4. Update your Warehouse Management Software

Maintaining a lean supply chain is dependent on having the information at hand to not only manage warehouse operations efficiently, but also evaluate processes and potential changes. Old-school, non-automated warehouse management system (WMS) software can’t keep pace with the demands of a lean operation. Make sure you’re taking advantage of the latest cloud WMS solutions as you pursue your lean initiatives.

5. Squeeze Waste from your Pick-and-Pack Processes

With order picking processes widely reported to consume up to more than half of overall warehouse operations expenses, it’s easy to see that inefficiencies here can derail any effort to streamline and improve performance. Evaluate your in-place order processing procedures with an eye to optimizing warehouse layout, order processing technology and the potential for eliminating waste from unnecessary human steps in the process. Optimizing here can shorten order lead times and improve order quality. And this doesn’t necessarily mean adopting new picking technology. Efficiencies can often be gained by evaluating each step with an eye toward eliminating wasted steps or needless wait times.

6. Don’t Forget Returns Management

Retailers often make the mistake of seeing their supply chain as a straight line—from supplier to end customer. The problem is that, for an increasing number of e-retailers, returns are making supply chains more circular.
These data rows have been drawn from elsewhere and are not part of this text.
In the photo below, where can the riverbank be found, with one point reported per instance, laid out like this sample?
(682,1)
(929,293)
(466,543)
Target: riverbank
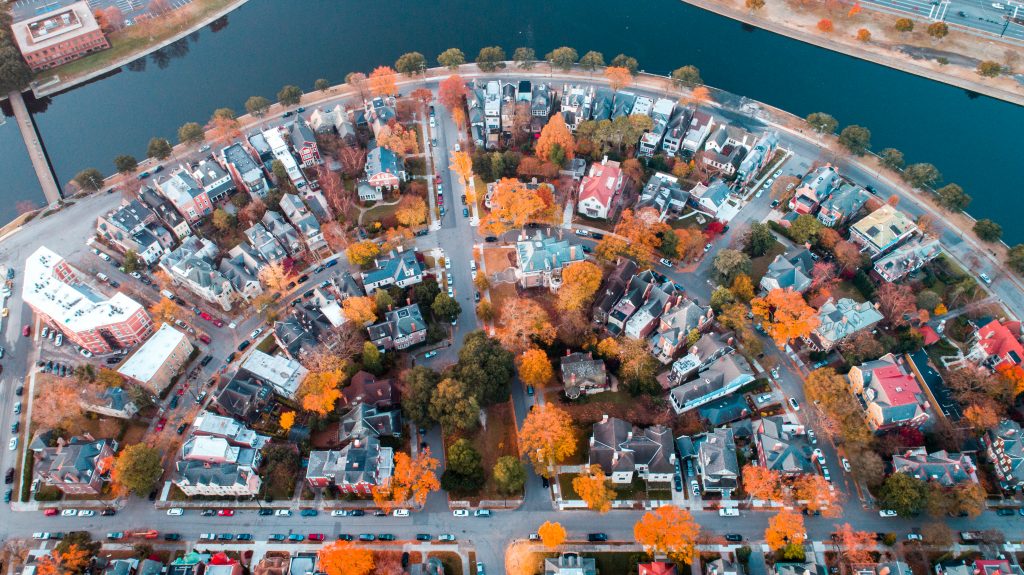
(132,43)
(880,49)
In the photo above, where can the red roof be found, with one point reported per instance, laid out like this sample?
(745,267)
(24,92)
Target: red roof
(601,182)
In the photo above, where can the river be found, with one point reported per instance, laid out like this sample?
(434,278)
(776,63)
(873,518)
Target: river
(268,43)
And without a robust returns process and set of practices in place, the idea of a waste-free, lean supply chain can never be realized. The lack of a detailed return processes and standardized procedures can lead to ongoing inefficiency in operations—ultimately negatively impacting bottom-line performance. Make this a priority when evaluating operations improvement initiatives.

7. The Devil Is in the Details

Adopting lean practices is a long-term commitment—one that requires constant review, refinement and, at times, significant adjustment—all of which demands the ability to monitor and measure process and performance against expected outcomes. Armed with the systems, tools and technology in place to do so, you can establish the process metrics and adapt performance measurements to guide your lean implementation.

It’s also important to be sure you measure the right metrics. For example, a focus on dollars or orders picked in a day applied to lean processes might not yield the right information given that metric is impacted by so many factors. It’s better to focus on specific supply chain process steps like number of orders picked, accuracy of out-the-door orders, etc.

8. Make Lean a Company-Wide Initiative

Adopting lean is more than applying new procedures or investing in new tools. It requires a culture built on the somewhat relentless commitment to lean principles and actions. And for that to take hold, a commitment from the entire organization is required. Senior company leaders must communicate the lean vision and expectations. Employees must be empowered to identify improvement opportunities, make recommendations without fear of reprisal and operate in an environment that builds morale.

Adopting lean principles throughout your supply chain can lead to measurable and significant improvements in operational performance. Warehouse operations alone can benefit from improvements in order-handling time, truck loading and unloading time, time spent locating inventory and processing returns, and improved order quality. Add to that improvements in transportation management and inventory efficiencies, and the results can be substantial. But lean has a cost. It requires discipline, potential investment in technology, and a continued commitment to its principles and approach.

There is one factor, however, that might tip the scales in favor of a lean approach. Beyond the documented savings from lean initiatives, one of particular value to omnichannel retailers is that a lean supply chain is much more likely to have the flexibility to adapt to changes in market conditions or customer needs.